Dentre os efeitos decorrentes, constata-se o potencial incentivo ao sócio titular de mais da metade do capital social em promover a capitalização dessas sociedades, por meio do aumento de capital, conferindo-se ao sócio ou grupo de sócios nesse patamar o direito de decidir sobre tal aumento. Aos sócios minoritários, ainda que titulares de mais de um quarto do capital social, restam as prerrogativas de acompanhar o aumento, ou serem diluídos em suas participações. A depender do percentual desse controlador, mesmo com a diluição de sua participação, em razão da emissão de novas quotas, persistirá seu poder de mando com relação às decisões estratégicas da empresa, ainda que haja uma redução no percentual de suas quotas.

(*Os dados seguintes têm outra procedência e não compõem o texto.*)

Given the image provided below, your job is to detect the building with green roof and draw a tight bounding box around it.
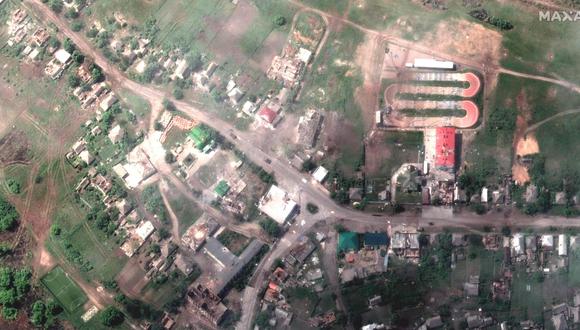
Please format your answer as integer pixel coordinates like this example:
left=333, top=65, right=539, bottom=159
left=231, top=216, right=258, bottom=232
left=189, top=126, right=211, bottom=149
left=214, top=180, right=230, bottom=197
left=338, top=232, right=359, bottom=252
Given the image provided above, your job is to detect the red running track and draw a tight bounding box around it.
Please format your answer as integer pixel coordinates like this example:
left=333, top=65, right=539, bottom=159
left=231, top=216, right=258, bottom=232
left=452, top=100, right=479, bottom=128
left=462, top=72, right=481, bottom=98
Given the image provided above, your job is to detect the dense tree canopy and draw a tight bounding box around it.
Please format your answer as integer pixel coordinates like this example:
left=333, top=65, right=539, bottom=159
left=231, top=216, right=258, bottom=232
left=0, top=198, right=18, bottom=232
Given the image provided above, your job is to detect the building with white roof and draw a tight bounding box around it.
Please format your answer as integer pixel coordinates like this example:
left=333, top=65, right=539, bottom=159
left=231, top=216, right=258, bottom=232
left=54, top=49, right=72, bottom=65
left=312, top=166, right=328, bottom=183
left=541, top=235, right=554, bottom=250
left=297, top=48, right=312, bottom=64
left=559, top=234, right=568, bottom=256
left=511, top=233, right=524, bottom=256
left=258, top=185, right=298, bottom=224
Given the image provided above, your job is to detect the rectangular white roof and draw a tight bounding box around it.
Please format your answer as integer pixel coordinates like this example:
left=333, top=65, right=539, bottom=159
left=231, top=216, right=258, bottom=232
left=259, top=185, right=297, bottom=224
left=136, top=220, right=155, bottom=241
left=54, top=49, right=72, bottom=64
left=312, top=166, right=329, bottom=182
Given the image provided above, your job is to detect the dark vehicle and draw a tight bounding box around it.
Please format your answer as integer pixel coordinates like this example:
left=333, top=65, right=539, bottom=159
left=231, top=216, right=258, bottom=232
left=265, top=158, right=272, bottom=164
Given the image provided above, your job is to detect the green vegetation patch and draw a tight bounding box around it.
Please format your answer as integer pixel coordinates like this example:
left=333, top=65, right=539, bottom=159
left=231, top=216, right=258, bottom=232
left=217, top=230, right=251, bottom=256
left=400, top=108, right=466, bottom=117
left=41, top=267, right=87, bottom=312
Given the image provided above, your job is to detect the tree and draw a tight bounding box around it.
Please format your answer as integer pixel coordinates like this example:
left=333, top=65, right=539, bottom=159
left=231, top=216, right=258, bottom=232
left=91, top=65, right=104, bottom=83
left=31, top=301, right=46, bottom=326
left=2, top=306, right=18, bottom=320
left=72, top=51, right=85, bottom=64
left=162, top=98, right=175, bottom=111
left=158, top=227, right=170, bottom=240
left=334, top=224, right=347, bottom=233
left=273, top=15, right=287, bottom=27
left=259, top=218, right=281, bottom=238
left=173, top=88, right=184, bottom=100
left=255, top=311, right=270, bottom=328
left=0, top=198, right=19, bottom=232
left=101, top=306, right=124, bottom=327
left=63, top=38, right=76, bottom=54
left=70, top=21, right=85, bottom=32
left=306, top=203, right=319, bottom=214
left=50, top=224, right=61, bottom=236
left=6, top=179, right=20, bottom=194
left=0, top=244, right=11, bottom=257
left=501, top=225, right=511, bottom=237
left=68, top=74, right=81, bottom=88
left=48, top=0, right=63, bottom=13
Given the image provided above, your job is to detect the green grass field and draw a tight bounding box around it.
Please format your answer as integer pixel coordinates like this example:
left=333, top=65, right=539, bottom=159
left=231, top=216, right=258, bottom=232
left=67, top=225, right=127, bottom=282
left=41, top=266, right=88, bottom=312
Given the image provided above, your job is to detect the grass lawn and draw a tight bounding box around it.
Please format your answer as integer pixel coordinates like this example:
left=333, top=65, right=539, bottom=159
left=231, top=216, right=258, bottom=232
left=161, top=127, right=187, bottom=149
left=301, top=25, right=365, bottom=136
left=67, top=224, right=127, bottom=282
left=535, top=115, right=580, bottom=180
left=217, top=230, right=251, bottom=256
left=380, top=131, right=423, bottom=176
left=297, top=0, right=349, bottom=15
left=41, top=266, right=88, bottom=312
left=118, top=89, right=151, bottom=119
left=154, top=0, right=235, bottom=49
left=167, top=193, right=203, bottom=236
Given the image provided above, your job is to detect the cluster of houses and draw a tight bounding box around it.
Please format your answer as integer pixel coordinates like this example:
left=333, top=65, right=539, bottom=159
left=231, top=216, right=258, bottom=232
left=337, top=231, right=390, bottom=283
left=258, top=235, right=337, bottom=328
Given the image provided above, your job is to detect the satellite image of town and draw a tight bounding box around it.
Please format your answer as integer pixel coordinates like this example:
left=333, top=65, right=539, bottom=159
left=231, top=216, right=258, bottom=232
left=0, top=0, right=579, bottom=329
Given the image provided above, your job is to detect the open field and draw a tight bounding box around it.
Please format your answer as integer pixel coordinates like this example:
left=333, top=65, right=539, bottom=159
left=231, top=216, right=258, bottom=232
left=365, top=131, right=423, bottom=178
left=166, top=189, right=204, bottom=236
left=41, top=266, right=88, bottom=312
left=345, top=0, right=580, bottom=83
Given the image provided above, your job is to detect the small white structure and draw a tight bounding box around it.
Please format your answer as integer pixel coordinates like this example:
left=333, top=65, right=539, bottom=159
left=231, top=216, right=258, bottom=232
left=78, top=150, right=94, bottom=165
left=171, top=59, right=188, bottom=80
left=511, top=233, right=524, bottom=256
left=297, top=48, right=312, bottom=64
left=559, top=234, right=568, bottom=256
left=108, top=125, right=125, bottom=144
left=54, top=49, right=72, bottom=65
left=312, top=166, right=328, bottom=183
left=258, top=185, right=298, bottom=224
left=481, top=187, right=489, bottom=203
left=541, top=235, right=554, bottom=250
left=406, top=58, right=455, bottom=70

Além disso, a aplicabilidade dos novos quóruns de deliberação poderá não ocorrer de forma automática para toda e qualquer sociedade limitada, posto ser necessário verificar se há previsão de quórum específico para a deliberação de determinada matéria. Se este for o caso, o quórum previsto nos atos societários da empresa permanecerá em vigor, sendo necessário, para aplicar o quórum legal, a prévia alteração dos atos societários da empresa.

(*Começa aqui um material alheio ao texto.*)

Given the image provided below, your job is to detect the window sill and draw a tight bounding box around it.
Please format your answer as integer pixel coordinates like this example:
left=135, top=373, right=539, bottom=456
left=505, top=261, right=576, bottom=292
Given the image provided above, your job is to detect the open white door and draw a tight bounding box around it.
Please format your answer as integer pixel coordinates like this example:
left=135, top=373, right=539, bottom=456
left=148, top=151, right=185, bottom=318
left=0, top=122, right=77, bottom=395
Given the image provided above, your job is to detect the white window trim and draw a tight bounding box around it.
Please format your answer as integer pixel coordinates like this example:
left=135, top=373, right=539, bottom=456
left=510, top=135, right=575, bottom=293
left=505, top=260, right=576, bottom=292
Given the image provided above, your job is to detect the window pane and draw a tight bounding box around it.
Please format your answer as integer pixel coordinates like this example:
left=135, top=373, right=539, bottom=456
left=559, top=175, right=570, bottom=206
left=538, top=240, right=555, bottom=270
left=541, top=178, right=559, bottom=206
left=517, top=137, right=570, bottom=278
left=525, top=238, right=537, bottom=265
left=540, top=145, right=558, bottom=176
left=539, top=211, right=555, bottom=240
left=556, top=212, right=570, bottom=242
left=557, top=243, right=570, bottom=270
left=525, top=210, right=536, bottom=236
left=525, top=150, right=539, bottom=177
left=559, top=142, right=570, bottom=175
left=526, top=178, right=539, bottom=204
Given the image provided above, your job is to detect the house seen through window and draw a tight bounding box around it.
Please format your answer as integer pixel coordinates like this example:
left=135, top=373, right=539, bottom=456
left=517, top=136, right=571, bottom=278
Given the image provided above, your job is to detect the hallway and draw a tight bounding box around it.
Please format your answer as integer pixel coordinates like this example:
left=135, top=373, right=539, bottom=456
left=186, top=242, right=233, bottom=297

Percebe-se, portanto, que a reforma legislativa em questão traz impactos relevantes, para a estrutura de poder da empresa, para os direitos de majoritários e minoritários e, em potencial, para sua governança corporativa, podendo funcionar como gatilho para negócios ou, conforme o caso, conflitos envolvendo a sociedade e seus sócios.

Visando à manutenção de camadas de proteção ao sócio minoritário, o legislador preservou o quórum qualificado pelo voto de titulares de quotas correspondentes, no mínimo, a três quartos do capital social, para a aprovação das contas da administração. Assim, sócios que porventura não participem da eleição de administradores têm a prerrogativa de aprovar, ou não, tais contas, desvinculando-se tal decisão da maioria do capital social que, em boa parte das ocasiões, direcionará a eleição de administradores.

É importante registrar que as alterações promovidas nos quóruns de deliberação nas sociedades limitadas não devem ser interpretadas como um cheque em branco dado ao controlador ou grupo de controle da sociedade, uma vez que os votos dos sócios devem sempre ser pautados no melhor interesse da empresa e do atendimento à sua função socioeconômica.

Isso posto, sobressai a relevância da inovação legislativa, a produzir efeitos para as sociedades limitadas em funcionamento e a serem constituídas no Brasil. Deve, assim, ser objeto de análise cuidadosa por todos os que possuam ou venham a deter quotas de sociedades limitadas no país.